Advancing gastric cancer treatment through personalized 3D bioprinting

Gastric cancer ranks among the most widespread diseases in Asian populations, with South Koreans experiencing the third-highest incidence globally in 2020, as reported by the International Agency for Research on Cancer.

A collaborative research effort between Pohang University of Science and Technology (POSTECH) and Yonsei University has achieved advancement in the realm of precision personalized medicine for gastric cancer. By using 3D bioprinting to accurately replicate the biological environment surrounding gastric cancer cells, the researchers have achieved a significant feat—predicting a patient's response to anticancer drugs during the preclinical stage. This marks a significant milestone in the exploration of precision personalized medicine for gastric cancer.

The team of researchers developed a vascularized gastric cancer model for personalized drug therapy by using patient-derived organoids (PDOs). The results of their research were published in Advanced Functional Materials.

Clinical trials, aimed at assessing the efficacy of new drugs or treatments, are typically conducted on humans. The ability to predict patient responses during the preclinical phase is crucial for selecting suitable candidates for these trials. This not only helps in minimizing unexpected side effects but also enhances the overall success rates. Unfortunately, existing technologies face limitations in accurately replicating the pathology of gastric cancer and the intricate environment surrounding the tumor in vitro.

To address this challenge, the research team used organoids obtained from gastric cancer patients along with 3D bioprinting technology. This approach led to the development of a vascularized organoid model (VOM) that faithfully reproduces the actual vasculature and environment of gastric cancer.

The incorporation of a stomach-derived decellularized extracellular matrix (st-dECM), rich in stomach-specific matrix proteins such as collagen, contributed to a high cell viability rate exceeding 90%. Furthermore, the model demonstrated a high level of similarity to actual gastric cancer conditions.

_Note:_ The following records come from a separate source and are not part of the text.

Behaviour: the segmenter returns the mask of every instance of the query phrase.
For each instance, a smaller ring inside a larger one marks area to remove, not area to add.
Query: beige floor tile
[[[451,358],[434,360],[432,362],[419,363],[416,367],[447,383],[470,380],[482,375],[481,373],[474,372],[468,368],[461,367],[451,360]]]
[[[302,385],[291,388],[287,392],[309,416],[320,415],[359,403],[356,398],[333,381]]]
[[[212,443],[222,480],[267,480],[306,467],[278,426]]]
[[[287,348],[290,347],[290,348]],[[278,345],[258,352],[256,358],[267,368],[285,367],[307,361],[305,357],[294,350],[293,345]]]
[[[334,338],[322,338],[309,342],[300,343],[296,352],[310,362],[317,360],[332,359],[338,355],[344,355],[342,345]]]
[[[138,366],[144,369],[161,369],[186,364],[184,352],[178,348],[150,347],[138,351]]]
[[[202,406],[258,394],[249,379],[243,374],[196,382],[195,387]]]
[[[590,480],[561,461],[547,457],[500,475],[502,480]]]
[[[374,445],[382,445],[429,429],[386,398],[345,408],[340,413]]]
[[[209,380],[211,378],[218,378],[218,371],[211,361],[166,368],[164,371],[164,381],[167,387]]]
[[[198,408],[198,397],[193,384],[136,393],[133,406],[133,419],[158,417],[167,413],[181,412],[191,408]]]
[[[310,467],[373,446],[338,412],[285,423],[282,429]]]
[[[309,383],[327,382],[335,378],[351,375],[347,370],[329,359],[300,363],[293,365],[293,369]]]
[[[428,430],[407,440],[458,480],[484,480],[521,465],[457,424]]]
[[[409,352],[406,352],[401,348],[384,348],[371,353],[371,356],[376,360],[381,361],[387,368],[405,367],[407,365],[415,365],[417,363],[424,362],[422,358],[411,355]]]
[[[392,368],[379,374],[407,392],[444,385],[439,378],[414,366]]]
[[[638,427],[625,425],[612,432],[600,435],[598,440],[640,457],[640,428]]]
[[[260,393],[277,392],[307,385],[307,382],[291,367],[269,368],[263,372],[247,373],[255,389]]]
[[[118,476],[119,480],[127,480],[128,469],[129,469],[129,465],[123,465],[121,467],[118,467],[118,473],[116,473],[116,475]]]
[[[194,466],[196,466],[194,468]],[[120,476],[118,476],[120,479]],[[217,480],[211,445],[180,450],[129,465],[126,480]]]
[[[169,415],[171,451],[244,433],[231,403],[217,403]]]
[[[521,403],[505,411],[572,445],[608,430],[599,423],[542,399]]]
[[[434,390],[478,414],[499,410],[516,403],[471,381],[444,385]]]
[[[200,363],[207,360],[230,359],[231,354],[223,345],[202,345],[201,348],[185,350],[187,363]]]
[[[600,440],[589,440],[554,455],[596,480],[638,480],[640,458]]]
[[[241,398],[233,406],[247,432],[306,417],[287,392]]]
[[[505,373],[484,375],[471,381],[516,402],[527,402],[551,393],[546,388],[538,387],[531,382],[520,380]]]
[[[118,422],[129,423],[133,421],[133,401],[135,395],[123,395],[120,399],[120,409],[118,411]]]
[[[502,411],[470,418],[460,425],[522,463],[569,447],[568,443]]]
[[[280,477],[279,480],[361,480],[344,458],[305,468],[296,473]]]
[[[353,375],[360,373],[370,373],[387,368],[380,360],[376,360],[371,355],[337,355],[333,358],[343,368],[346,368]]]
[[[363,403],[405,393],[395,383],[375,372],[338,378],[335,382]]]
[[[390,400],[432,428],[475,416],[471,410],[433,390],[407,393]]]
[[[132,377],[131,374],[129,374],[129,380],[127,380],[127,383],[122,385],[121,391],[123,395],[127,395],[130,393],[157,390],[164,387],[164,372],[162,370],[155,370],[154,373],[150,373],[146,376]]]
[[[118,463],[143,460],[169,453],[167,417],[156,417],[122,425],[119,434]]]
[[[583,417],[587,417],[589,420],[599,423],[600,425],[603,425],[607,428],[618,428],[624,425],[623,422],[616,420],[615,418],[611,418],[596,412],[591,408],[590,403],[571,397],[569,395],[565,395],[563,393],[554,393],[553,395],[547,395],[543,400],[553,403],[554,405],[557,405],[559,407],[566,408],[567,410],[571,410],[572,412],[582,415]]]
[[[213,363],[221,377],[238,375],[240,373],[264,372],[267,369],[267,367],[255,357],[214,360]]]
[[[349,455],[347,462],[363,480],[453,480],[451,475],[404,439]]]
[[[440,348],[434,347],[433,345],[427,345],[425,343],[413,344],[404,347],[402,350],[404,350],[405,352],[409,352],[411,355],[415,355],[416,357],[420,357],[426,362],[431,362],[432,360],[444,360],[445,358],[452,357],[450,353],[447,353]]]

Based on these findings, the team generated patient-specific vascularized organoid models (VOMs) for use in drug trials. The outcomes revealed distinct responses to the same drug among different patient models, aligning with real-world clinical trial results.

The created VOMs, faithfully replicating the microscopic vasculature and biological conditions of gastric cancer, enabled the team to predict patient responses during the preclinical stage.

Furthermore, the VOM accurately mimicked the clinical response to the vascular endothelial growth factor receptor (VEGFR2). The research highlighted the limitation of the currently employed human epithelial cell proliferation factor receptor (HER2) as the sole target in clinics, underscoring its ineffectiveness for patients unresponsive to this target. This research creates new possibilities for a broader spectrum of therapies.

Professor Jinah Jang who led the research stated, "We have developed a promising platform for personalized cancer treatment." She added, "This platform has potential applications in other types of cancer where drugs act through the blood vessels."

Professor Jae-Ho Cheong from Yonsei University said, "The advanced biomodel platform is crucial in simulating diverse clinical trials at the laboratory level. It not only facilitates the study of cancer mechanisms but also enables the advance assessment of the effectiveness of anticancer drugs, offering a new paradigm for the implementation of precision medicine in cancer."